Contributed by: TuTech Innovation

A European research consortium involving industrial and research partners, led by the University of Leeds, has been awarded €13.3 million of European Union FP7 funding for a five-year project to dramatically improve the longevity and reliability of articulating joint replacements such as hip implants.
A European research consortium involving industrial and research partners, led by the University of Leeds, has been awarded €13.3 million of European Union funding for a five-year project to dramatically improve the longevity and reliability of articulating joint replacements such as hip implants. “LifeLongJoints” aims to develop novel silicon nitride coatings to reduce implant wear and corrosion and ideally make further revision operations unnecessary.
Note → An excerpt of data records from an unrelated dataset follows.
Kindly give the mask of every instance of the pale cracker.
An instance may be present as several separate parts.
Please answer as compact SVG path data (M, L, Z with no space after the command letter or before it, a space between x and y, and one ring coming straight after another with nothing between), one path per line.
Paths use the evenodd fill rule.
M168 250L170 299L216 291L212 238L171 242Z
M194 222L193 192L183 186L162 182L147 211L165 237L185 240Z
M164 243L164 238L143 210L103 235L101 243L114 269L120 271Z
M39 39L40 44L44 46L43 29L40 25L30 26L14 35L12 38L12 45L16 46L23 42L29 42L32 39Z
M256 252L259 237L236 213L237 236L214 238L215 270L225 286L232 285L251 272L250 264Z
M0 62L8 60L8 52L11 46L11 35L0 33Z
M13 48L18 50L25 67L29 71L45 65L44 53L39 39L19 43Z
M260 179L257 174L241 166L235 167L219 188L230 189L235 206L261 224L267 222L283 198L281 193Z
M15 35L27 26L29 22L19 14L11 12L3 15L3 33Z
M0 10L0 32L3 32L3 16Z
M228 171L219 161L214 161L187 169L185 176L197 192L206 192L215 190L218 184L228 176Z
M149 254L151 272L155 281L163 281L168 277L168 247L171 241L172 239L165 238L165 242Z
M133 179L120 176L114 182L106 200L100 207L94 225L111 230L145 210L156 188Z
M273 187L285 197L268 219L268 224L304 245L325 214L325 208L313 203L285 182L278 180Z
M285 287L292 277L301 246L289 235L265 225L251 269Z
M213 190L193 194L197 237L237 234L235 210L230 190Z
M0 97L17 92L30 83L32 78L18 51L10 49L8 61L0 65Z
The worldwide cost of artificial joints currently exceeds €14 billion a year. This figure is set to rise significantly as both the population ages and these implants become used in younger patients. Whilst this operation is extremely successful, with 90 % or more functioning well at 10 years, the number of overall implants means that a low percentage of failures can affect a considerable number of patients. These revisions procedures, which can be caused by the wear and corrosion of the implants, are increasing faster than primary interventions, with serious consequences for public health systems. Clearly the longevity and reliability of artificial joints must be improved if public confidence in this intervention is to be maintained.

LifeLongJoints intends to overcome the problem of implant wear and corrosion by the novel approach of using silicon nitride-based coatings in which the combined high wear resistance of the material and the solubility of any silicon nitride wear particles released reduce the overall potential for adverse tissue reactions. A variety of coatings will be considered in a range of tribological scenarios related to total hip arthroplasty and the suitability of the coatings assessed against target profiles, with particular attention paid to performance under unconventional conditions.

Funded under the EU’s Framework 7 research theme “Nanosciences, nanotechnologies, materials and new production technologies” (FP7-NMP), the project unites 14 research institutes and industry partners in Denmark, Germany, Sweden, Switzerland and the UK and is coordinated by the University of Leeds (UK). The knowledge and technology transfer organisation TuTech Innovation in Hamburg (Germany) will be responsible for preparing project results for market introduction and communicating them to opinion formers and multipliers in the field of joint implants.

“In addition to our role as project coordinator, the University of Leeds will be concentrating on evaluating the coating in a functional manner using novel mechanical simulators with advanced sensing capabilities for wear and corrosion, biological tests of the wear particles and corrosion products as well as computational modelling. These activities will then be integrated with data, models and know-how gained from partners to provide a fuller picture of the coatings’ performance in standard and, importantly, non-standard tests that reflect the spectrum of challenges that these joints face in every day scenarios when in the body. The results of these activities will be exploited by the industrial partners.” said the co-ordinators, Profs Richard M Hall & Anne Neville and Dr Joanne Tipper, University of Leeds.

LifeLongJoints - Silicon Nitride Coatings for Improved Implant Function – is a large scale integrating project addressing bjective NMP-2012.2.2-1: Biomaterials for Improved Performance of Medical Implants. It began on 1 April 2013 and runs until 31 March 2018.